Mr. Sudry said the police were also permitted to stop migrants from boarding the Eurostar train or from entering Calais’s port area. There have been 17,867 attempts so far this year, he said.

Mr. Sudry said his office had received only three complaints about police conduct since the end of 2016, and he encouraged people who believe their rights have been violated to file complaints. Migrants living in insecure circumstances rarely have the wherewithal or the necessary language skills to do so, however, suggesting that number of formal complaints is not an accurate indicator of police abuse.
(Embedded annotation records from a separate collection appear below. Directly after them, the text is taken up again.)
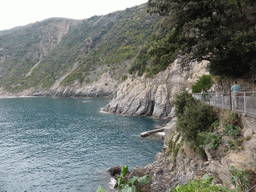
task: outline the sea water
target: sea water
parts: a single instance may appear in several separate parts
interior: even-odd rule
[[[106,170],[154,161],[163,142],[140,133],[161,124],[103,113],[109,99],[0,99],[0,191],[96,191]]]

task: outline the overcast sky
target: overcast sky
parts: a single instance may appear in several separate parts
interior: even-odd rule
[[[146,2],[147,0],[0,0],[0,30],[50,17],[86,19]]]

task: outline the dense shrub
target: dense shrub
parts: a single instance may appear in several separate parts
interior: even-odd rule
[[[231,192],[226,187],[217,186],[212,184],[213,177],[209,177],[207,174],[204,175],[200,181],[195,180],[191,181],[188,185],[178,185],[175,187],[174,192],[211,192],[211,191],[222,191],[222,192]]]
[[[193,93],[200,93],[203,89],[207,91],[213,85],[213,80],[210,75],[203,75],[197,80],[196,84],[192,86]]]
[[[174,104],[178,117],[176,129],[181,132],[185,141],[191,142],[192,147],[200,148],[203,143],[199,133],[210,131],[217,119],[213,108],[195,100],[186,91],[176,96]]]

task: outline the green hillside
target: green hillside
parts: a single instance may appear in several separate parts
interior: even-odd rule
[[[146,5],[141,5],[81,21],[52,18],[2,31],[2,86],[12,92],[30,87],[47,90],[75,63],[78,67],[62,85],[76,80],[95,81],[102,70],[109,70],[120,79],[127,68],[123,63],[131,61],[149,42],[160,20],[146,9]]]

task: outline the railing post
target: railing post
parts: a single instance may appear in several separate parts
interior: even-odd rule
[[[214,106],[216,107],[216,93],[214,93]]]
[[[221,101],[221,108],[222,108],[222,109],[224,109],[223,103],[224,103],[224,94],[222,94],[222,101]]]
[[[233,109],[234,109],[234,102],[235,102],[235,99],[236,98],[234,98],[234,101],[233,101],[233,95],[232,95],[233,93],[231,93],[231,91],[230,91],[230,110],[231,111],[233,111]],[[238,104],[237,104],[238,105]],[[237,106],[238,107],[238,106]]]
[[[244,113],[246,113],[246,93],[244,92]]]

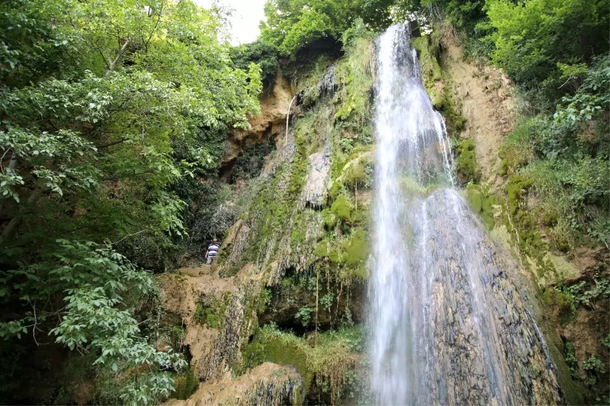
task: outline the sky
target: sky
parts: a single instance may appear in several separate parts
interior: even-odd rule
[[[212,0],[195,0],[204,7],[209,7]],[[259,23],[265,16],[265,0],[219,0],[219,2],[235,10],[232,18],[234,45],[247,44],[258,38]]]

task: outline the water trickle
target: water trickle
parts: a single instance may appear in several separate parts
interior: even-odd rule
[[[409,30],[378,40],[371,387],[377,405],[562,404],[536,322],[456,190]]]

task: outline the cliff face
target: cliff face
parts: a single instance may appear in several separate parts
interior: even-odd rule
[[[595,323],[606,321],[581,308],[566,322],[565,309],[553,298],[559,281],[580,280],[605,257],[587,251],[572,258],[547,252],[533,258],[522,249],[510,182],[500,174],[498,156],[516,116],[510,84],[498,70],[465,61],[450,37],[436,51],[428,39],[418,41],[419,56],[431,66],[424,75],[426,89],[448,123],[464,194],[479,217],[472,222],[486,229],[479,246],[495,287],[490,294],[500,315],[494,323],[506,340],[497,344],[515,365],[526,365],[515,368],[539,371],[514,377],[529,394],[524,399],[557,402],[556,382],[550,391],[539,385],[554,382],[552,355],[567,400],[579,404],[581,394],[570,375],[583,374],[578,365],[591,354],[603,356],[590,338]],[[171,404],[218,404],[228,399],[219,394],[223,391],[238,394],[238,404],[370,399],[363,324],[375,148],[372,55],[372,38],[365,37],[339,60],[321,57],[292,80],[294,87],[278,75],[261,98],[261,114],[250,119],[251,129],[231,132],[225,168],[248,146],[272,140],[275,150],[260,176],[234,188],[239,219],[223,239],[217,263],[179,270],[164,281],[165,306],[181,321],[181,343],[201,382],[188,401]],[[297,93],[287,137],[286,112]],[[441,213],[443,199],[435,202]],[[450,222],[440,214],[437,221]],[[506,302],[514,305],[498,304]],[[534,319],[542,333],[520,330]],[[451,346],[460,338],[450,337],[450,324],[435,328],[450,332],[443,345]],[[541,334],[550,354],[537,344]],[[580,361],[576,369],[564,361],[569,341]],[[468,382],[463,372],[460,382]]]

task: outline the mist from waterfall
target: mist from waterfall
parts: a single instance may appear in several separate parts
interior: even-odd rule
[[[456,190],[408,24],[376,48],[375,404],[561,404],[542,335]]]

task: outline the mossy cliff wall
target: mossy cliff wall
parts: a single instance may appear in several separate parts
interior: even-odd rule
[[[570,404],[606,404],[610,301],[606,247],[569,240],[569,218],[542,193],[544,174],[517,126],[516,96],[507,77],[466,60],[451,30],[439,24],[416,40],[420,57],[437,59],[423,78],[448,123],[458,183],[482,226],[520,265],[512,278],[541,326]],[[438,84],[440,82],[442,84]],[[439,98],[436,89],[442,89]],[[537,172],[538,171],[539,172]]]
[[[240,377],[248,379],[261,365],[287,366],[301,380],[286,381],[290,391],[256,404],[348,404],[367,396],[360,371],[373,181],[372,39],[360,27],[343,57],[317,57],[292,78],[296,98],[288,131],[268,135],[276,149],[260,176],[233,186],[240,215],[217,263],[183,269],[166,282],[167,307],[185,326],[188,373],[201,381],[192,404],[209,404],[202,399],[211,399],[206,394],[212,382],[239,387]],[[181,295],[189,299],[172,301]],[[182,386],[189,386],[188,376],[180,377]],[[260,379],[267,385],[270,378]]]

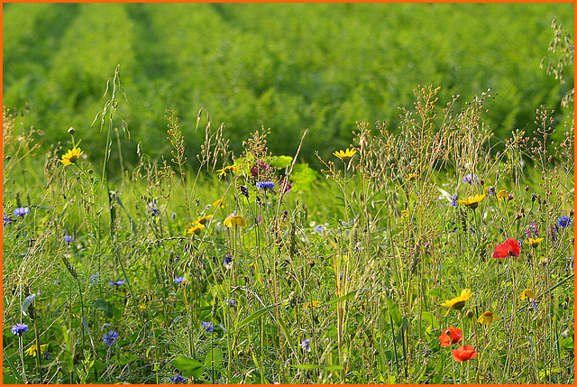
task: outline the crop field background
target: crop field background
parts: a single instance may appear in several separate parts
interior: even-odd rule
[[[574,383],[573,5],[3,7],[5,383]]]

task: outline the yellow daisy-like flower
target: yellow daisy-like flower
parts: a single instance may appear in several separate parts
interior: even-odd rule
[[[198,235],[200,234],[203,228],[205,228],[205,225],[200,224],[198,222],[195,222],[192,224],[190,228],[187,230],[187,234],[189,235],[192,235],[193,234]]]
[[[64,165],[75,164],[78,160],[78,157],[80,157],[82,153],[84,153],[84,151],[81,151],[78,147],[69,149],[69,152],[64,153],[64,155],[62,156],[62,160],[60,160],[60,162],[62,162],[62,164]]]
[[[196,223],[200,223],[201,225],[206,225],[207,221],[209,221],[210,219],[213,218],[213,215],[206,215],[205,217],[199,217],[198,219],[197,219]]]
[[[240,215],[231,215],[223,223],[228,227],[246,227],[246,222]]]
[[[226,206],[226,204],[224,204],[224,200],[219,198],[218,200],[213,203],[213,206],[215,206],[216,208],[224,208],[224,206]]]
[[[338,157],[343,161],[349,160],[350,158],[354,156],[356,153],[357,153],[357,150],[354,148],[352,148],[352,149],[347,148],[346,151],[336,151],[333,152],[334,155],[335,155],[336,157]]]
[[[219,178],[222,178],[223,176],[226,177],[227,173],[235,172],[238,170],[240,167],[241,166],[237,164],[229,165],[227,167],[223,168],[222,170],[216,170],[216,175]]]
[[[534,247],[534,246],[536,246],[541,241],[543,241],[543,238],[536,238],[536,239],[529,238],[529,240],[527,243],[531,247]]]
[[[497,319],[497,315],[491,311],[483,312],[482,315],[477,319],[481,324],[491,325],[493,320]]]
[[[507,192],[505,189],[501,189],[500,191],[497,192],[497,198],[499,200],[504,200],[508,198],[508,192]]]
[[[472,291],[471,291],[470,289],[463,289],[463,290],[461,290],[461,295],[459,297],[455,297],[454,299],[447,299],[446,301],[443,302],[441,306],[449,308],[449,310],[447,310],[447,313],[444,316],[447,316],[451,309],[462,309],[463,307],[465,306],[465,301],[469,299],[472,294]]]
[[[526,289],[520,295],[521,299],[535,299],[535,291],[530,289]]]
[[[457,200],[457,203],[461,203],[463,206],[467,206],[471,209],[475,209],[477,208],[477,206],[479,206],[479,202],[485,198],[485,196],[486,196],[485,194],[475,195],[474,197],[470,196],[469,198]]]
[[[44,352],[44,350],[46,349],[47,346],[48,346],[48,344],[41,345],[40,346],[40,351],[39,351],[38,350],[38,346],[33,344],[30,348],[28,348],[27,350],[24,351],[24,354],[26,354],[26,355],[28,355],[28,356],[36,357],[36,355],[38,355],[39,352]]]

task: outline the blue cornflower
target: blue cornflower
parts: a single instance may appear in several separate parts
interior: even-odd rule
[[[12,333],[17,336],[22,336],[23,333],[28,332],[28,326],[26,324],[14,324],[12,326]]]
[[[187,280],[185,277],[177,277],[174,279],[174,283],[176,283],[177,285],[182,282],[188,283],[188,280]]]
[[[310,338],[304,339],[303,342],[300,343],[300,347],[307,352],[310,352]]]
[[[170,378],[170,382],[172,382],[173,384],[183,384],[187,382],[187,380],[183,378],[182,375],[177,373],[174,377]]]
[[[249,198],[249,188],[246,186],[239,187],[241,189],[241,195],[244,195],[246,198]]]
[[[259,181],[256,183],[256,188],[259,189],[272,189],[274,188],[274,182],[270,180]]]
[[[13,219],[12,217],[7,217],[5,215],[2,216],[2,219],[4,220],[4,226],[8,226],[11,223],[14,223],[16,221],[16,219]]]
[[[557,219],[557,225],[560,227],[565,228],[565,227],[569,227],[571,226],[571,217],[561,217],[560,218]]]
[[[224,259],[223,260],[223,265],[224,265],[224,268],[230,269],[233,266],[233,255],[231,254],[224,255]]]
[[[465,184],[479,184],[479,177],[477,175],[473,175],[472,173],[467,173],[463,177],[463,182]]]
[[[108,346],[112,346],[118,340],[118,333],[114,330],[108,331],[108,335],[105,335],[102,338]]]
[[[126,283],[126,280],[118,280],[115,282],[114,281],[108,281],[108,284],[110,286],[120,286],[120,285],[124,285],[124,283]]]
[[[14,209],[14,215],[16,217],[23,217],[29,212],[30,212],[30,208],[28,208],[27,207],[19,207],[18,208]]]
[[[211,333],[215,330],[215,326],[213,326],[213,323],[211,322],[204,322],[200,324],[200,327],[202,327],[206,333]]]

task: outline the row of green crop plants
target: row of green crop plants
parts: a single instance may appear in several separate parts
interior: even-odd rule
[[[210,125],[193,173],[174,112],[171,155],[112,180],[114,143],[42,159],[5,110],[4,382],[573,382],[572,115],[494,156],[490,95],[437,120],[437,92],[325,181]]]

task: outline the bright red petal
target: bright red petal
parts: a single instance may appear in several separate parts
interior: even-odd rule
[[[493,256],[493,258],[499,258],[499,259],[508,257],[508,249],[507,248],[505,244],[497,244],[495,246],[495,250],[493,250],[492,256]]]

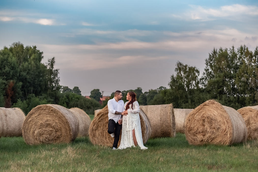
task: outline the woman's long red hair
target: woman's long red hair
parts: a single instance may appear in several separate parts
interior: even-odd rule
[[[136,94],[135,94],[135,93],[132,91],[130,91],[128,92],[128,94],[132,97],[132,99],[131,99],[131,101],[129,101],[126,104],[126,106],[125,107],[125,110],[129,109],[129,106],[131,104],[132,104],[132,108],[133,109],[133,103],[137,100],[137,99],[136,99]]]

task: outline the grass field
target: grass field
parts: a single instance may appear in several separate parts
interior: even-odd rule
[[[0,170],[27,171],[257,171],[256,142],[230,146],[189,145],[184,135],[150,139],[148,150],[69,144],[29,146],[22,137],[0,139]]]
[[[90,115],[92,119],[94,115]],[[149,139],[148,150],[94,145],[87,137],[69,144],[26,145],[0,138],[0,170],[25,171],[256,171],[258,142],[230,146],[189,145],[184,134]]]

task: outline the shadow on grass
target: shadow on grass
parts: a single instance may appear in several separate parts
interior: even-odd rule
[[[229,150],[232,148],[243,147],[245,143],[234,144],[232,145],[224,146],[211,144],[203,145],[191,145],[189,144],[184,134],[177,133],[174,137],[156,138],[149,139],[146,146],[150,148],[185,148],[190,149],[205,149],[210,150]]]
[[[51,150],[54,148],[62,149],[69,146],[76,147],[77,145],[82,144],[92,145],[88,137],[77,138],[74,141],[68,144],[41,144],[36,145],[26,144],[21,137],[3,137],[0,138],[0,153],[24,153],[42,150]]]
[[[81,143],[92,144],[91,143],[90,140],[90,139],[88,137],[77,137],[72,142],[72,143],[73,144]]]

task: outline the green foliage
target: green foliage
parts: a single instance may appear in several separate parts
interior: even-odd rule
[[[19,42],[0,50],[0,106],[20,107],[26,113],[43,104],[77,107],[92,114],[101,108],[99,89],[91,92],[90,99],[81,95],[78,87],[61,86],[55,58],[43,64],[43,57],[36,46],[25,47]],[[205,64],[200,76],[196,67],[178,62],[169,88],[162,86],[143,93],[137,87],[122,91],[122,99],[127,101],[127,93],[133,91],[140,105],[173,103],[176,108],[192,108],[211,99],[236,109],[258,104],[258,47],[253,52],[245,45],[236,50],[214,48]]]
[[[66,92],[72,92],[72,90],[71,89],[69,88],[67,86],[61,86],[61,90],[62,92],[66,93]]]
[[[147,105],[147,97],[146,95],[142,93],[140,95],[139,98],[139,100],[141,103],[140,105]]]
[[[2,137],[0,166],[3,171],[255,171],[257,144],[255,141],[230,146],[193,146],[178,133],[149,139],[147,150],[114,151],[92,144],[88,137],[34,146],[22,137]]]
[[[147,104],[148,105],[155,104],[153,99],[156,94],[158,94],[158,91],[156,89],[151,89],[149,91],[148,94],[146,96]]]
[[[19,108],[23,111],[25,114],[27,114],[31,109],[41,104],[45,104],[51,103],[42,97],[37,97],[33,94],[29,94],[28,98],[22,101],[18,99],[17,102],[13,105],[13,107]]]
[[[98,102],[100,101],[100,97],[101,97],[101,93],[99,91],[99,89],[93,89],[91,92],[91,95],[90,97],[95,99]]]
[[[78,95],[82,95],[82,94],[81,94],[80,90],[79,89],[79,87],[74,87],[74,88],[72,89],[72,92],[74,93],[77,94]]]
[[[95,110],[101,107],[100,104],[96,100],[87,99],[73,93],[68,92],[60,93],[59,96],[58,104],[68,109],[78,108],[88,114],[94,114]]]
Migrants and aid workers complain that the police often take an aggressive stance toward migrants without provocation. Of the 61 migrants interviewed for the Human Rights Watch report, 57 said they had been hit with pepper spray at some point; 55 said they had been sprayed in the last two weeks. A day after being sprayed, aid workers say, children still suffer eye problems.

A 17-year-old identified in the report as Moti W., an Oromo from Ethiopia, told the rights group’s researchers: “This morning I was sleeping under the bridge. The police came. They sprayed all over our face, hair, eyes, clothes, sleeping bag, food. Many people were sleeping then. The police sprayed everything.”

It is also routine for the police to confiscate sleeping bags and extra clothes and to disrupt food distributions, especially those that occur at night, Mr. Bochenek said.

Pierre Henry, the director general of France Terre d’Asile, an aid organization that helps migrants applying for asylum, denounced the abuse. “Nothing justifies such degrading treatment,” he said.

Mr. Henry said the government should make a coordinated effort to handle the migrant influx, rather than relying on the police. More welcome centers are needed where migrants can stay, bathe and eat safely and apply for asylum, he said.

A government proposal would create more lodgings for people seeking asylum and greatly speed up the application process. But it would also hasten expulsion of those found not to have met France’s asylum requirements.

France’s ombudsman for human rights, Jacques Toubon, said the plan did not go far enough. Like Mr. Henry, he recommended that the government open many more welcome centers to process the thousands who are arriving in France.

“When you ask the police to manage migration problems and you don’t offer all the responses possible to permit the migrants to have their rights, you have difficulties,” Mr. Henry said. From a police perspective, he said, the only solution is “dispersing the migrants.”